Habitada por gente simples, e tão pobre, que só tem um sol que a todos cobre, como podes Mangueira cantar”. Belos versos, Mestre Cartola. A letra de ‘Sala de Recepção’ mostra bem o que é a Estação Primeira. Uma escola que atravessa a pirâmide social como um carro alegórico na avenida, colorindo de verde e rosa os corações dos ricos e pobres, tricolores e rubro-negros, religiosos e ateus. Assim também é o Santo Samba, que comemora três anos neste domingo com homenagem a dois gigantes da ‘Mais Querida’: Cartola e Nelson Cavaquinho. A sala de recepção do Costa Azul estará aberta a partir das 15h. As entradas custam R$ 15.
“Pois então saiba que não desejamos mais nada, a noite, a lua prateada, silenciosa, ouve as nossas canções”. Sábio Cartola. Não é preciso realmente desejar muito para apresentar uma roda de samba de primeira. Assim prova a idealizadora do Santo Samba nesses três anos. Luciana organiza o evento no primeiro domingo de cada mês gratuitamente na Praça São Benedito, na Passagem.
A escolha não poderia ser melhor: um ambiente bucólico de um dos bairros mais charmosos de Cabo Frio, que transformou a praça numa capital do samba. Também pudera, após tantas edições que se iniciavam na tarde e se estendiam até à noite, com a lua, silenciosa, ouvindo o som das batucadas.
“Tem lá no alto um cruzeiro, onde fazemos nossas orações, e temos o orgulho de ser os primeiros campeões”. A benção, Cartola. As preces foram atendidas. Afinal de contas, sobram motivos para a primeira campeã do Carnaval carioca (1932) se orgulhar. Desde que foi fundada pelos sambistas Cartola, Carlos Cachaça e Zé Espinguela, em 1928, são 17 títulos – atrás apenas da Portela, com 23. A escola ainda ostenta uma lista de nomes consagrados na música brasileira com os homenageados do dia e outros como Beth Carvalho, João Nogueira, Nelson Sargento e Chico Buarque. Muitos deles, inclusive, cantados em verso e prosa, em verde e rosa, nas noites do Largo São Benedito.

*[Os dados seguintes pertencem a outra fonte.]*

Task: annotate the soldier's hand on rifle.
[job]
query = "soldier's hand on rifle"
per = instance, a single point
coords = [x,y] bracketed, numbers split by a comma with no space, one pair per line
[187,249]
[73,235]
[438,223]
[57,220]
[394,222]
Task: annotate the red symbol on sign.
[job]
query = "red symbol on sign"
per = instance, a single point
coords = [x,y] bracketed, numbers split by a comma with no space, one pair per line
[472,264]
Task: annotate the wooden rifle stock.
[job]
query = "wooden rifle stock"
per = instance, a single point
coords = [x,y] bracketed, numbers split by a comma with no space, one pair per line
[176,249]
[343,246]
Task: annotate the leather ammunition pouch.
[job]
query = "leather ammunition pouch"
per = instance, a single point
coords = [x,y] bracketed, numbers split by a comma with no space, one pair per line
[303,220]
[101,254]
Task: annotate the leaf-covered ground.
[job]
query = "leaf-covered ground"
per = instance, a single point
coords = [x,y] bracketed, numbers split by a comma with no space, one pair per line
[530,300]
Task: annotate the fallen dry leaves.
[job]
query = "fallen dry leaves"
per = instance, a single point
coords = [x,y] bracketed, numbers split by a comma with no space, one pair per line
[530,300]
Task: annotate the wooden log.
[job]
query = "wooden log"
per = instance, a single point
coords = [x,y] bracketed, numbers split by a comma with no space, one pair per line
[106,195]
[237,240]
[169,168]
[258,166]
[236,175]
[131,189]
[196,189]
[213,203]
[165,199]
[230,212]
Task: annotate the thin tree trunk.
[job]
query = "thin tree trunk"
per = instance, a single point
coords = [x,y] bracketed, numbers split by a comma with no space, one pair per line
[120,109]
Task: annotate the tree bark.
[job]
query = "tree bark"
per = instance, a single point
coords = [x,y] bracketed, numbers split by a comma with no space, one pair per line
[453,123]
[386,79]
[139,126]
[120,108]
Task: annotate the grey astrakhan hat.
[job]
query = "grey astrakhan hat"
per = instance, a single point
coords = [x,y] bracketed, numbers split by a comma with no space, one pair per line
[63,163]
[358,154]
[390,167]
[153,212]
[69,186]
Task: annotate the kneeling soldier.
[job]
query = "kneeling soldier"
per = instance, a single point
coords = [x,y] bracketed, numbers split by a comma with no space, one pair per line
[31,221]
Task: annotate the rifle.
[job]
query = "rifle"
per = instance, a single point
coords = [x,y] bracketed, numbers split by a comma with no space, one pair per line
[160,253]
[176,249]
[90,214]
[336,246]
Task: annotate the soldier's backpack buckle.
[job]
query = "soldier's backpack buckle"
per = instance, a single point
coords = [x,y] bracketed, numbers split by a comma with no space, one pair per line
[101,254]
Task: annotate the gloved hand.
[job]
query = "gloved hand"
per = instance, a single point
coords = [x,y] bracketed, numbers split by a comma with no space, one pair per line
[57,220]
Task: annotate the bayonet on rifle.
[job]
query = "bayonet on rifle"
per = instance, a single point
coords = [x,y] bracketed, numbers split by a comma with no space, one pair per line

“Eu digo e afirmo que a felicidade aqui mora e as outras escolas até choram, invejando a sua posição”. Ao som de Cartola e Nelson Cavaquinho, é realmente difícil ficar triste. No aniversário do Santo Samba, o cantor Makley Matos, um capixaba de alma carioca, é o responsável por um repertório de dar inveja. Morador da Lapa, a capital da boemia carioca, carrega uma bagagem de contato com grandes nomes da escola como Nelson Sargento e Beth Carvalho. Ele aparece num vídeo da página do evento convidando os cabofrienses para o show e batucando um pandeiro, numa pequena prévia.
“Minha Mangueira, essa sala de recepção. Aqui se abraça o inimigo como se fosse irmão”. As portas dessa sala de recepção estiveram abertas para os amantes do gênero. Mas nem tudo acabou em samba. A luta da idealizadora contra a falta de parceria do poder público rendeu o afastamento do evento da praça durante quatro meses. Havia dificuldades para arrecadar recursos numa festa gratuita. Mas o samba não morreu, tampouco acabou. E pior: abraçou até o inimigo, como se fosse irmão.
– As principais dificuldades são de apoio estrutural. É difícil realizar um evento na rua sem bilheteria. O custo é significativo. É um evento público que a cidade não reconhece. Mas celebrar três anos de um evento que nasceu para ser em um dia é incrível – comemora, apesar dos pesares.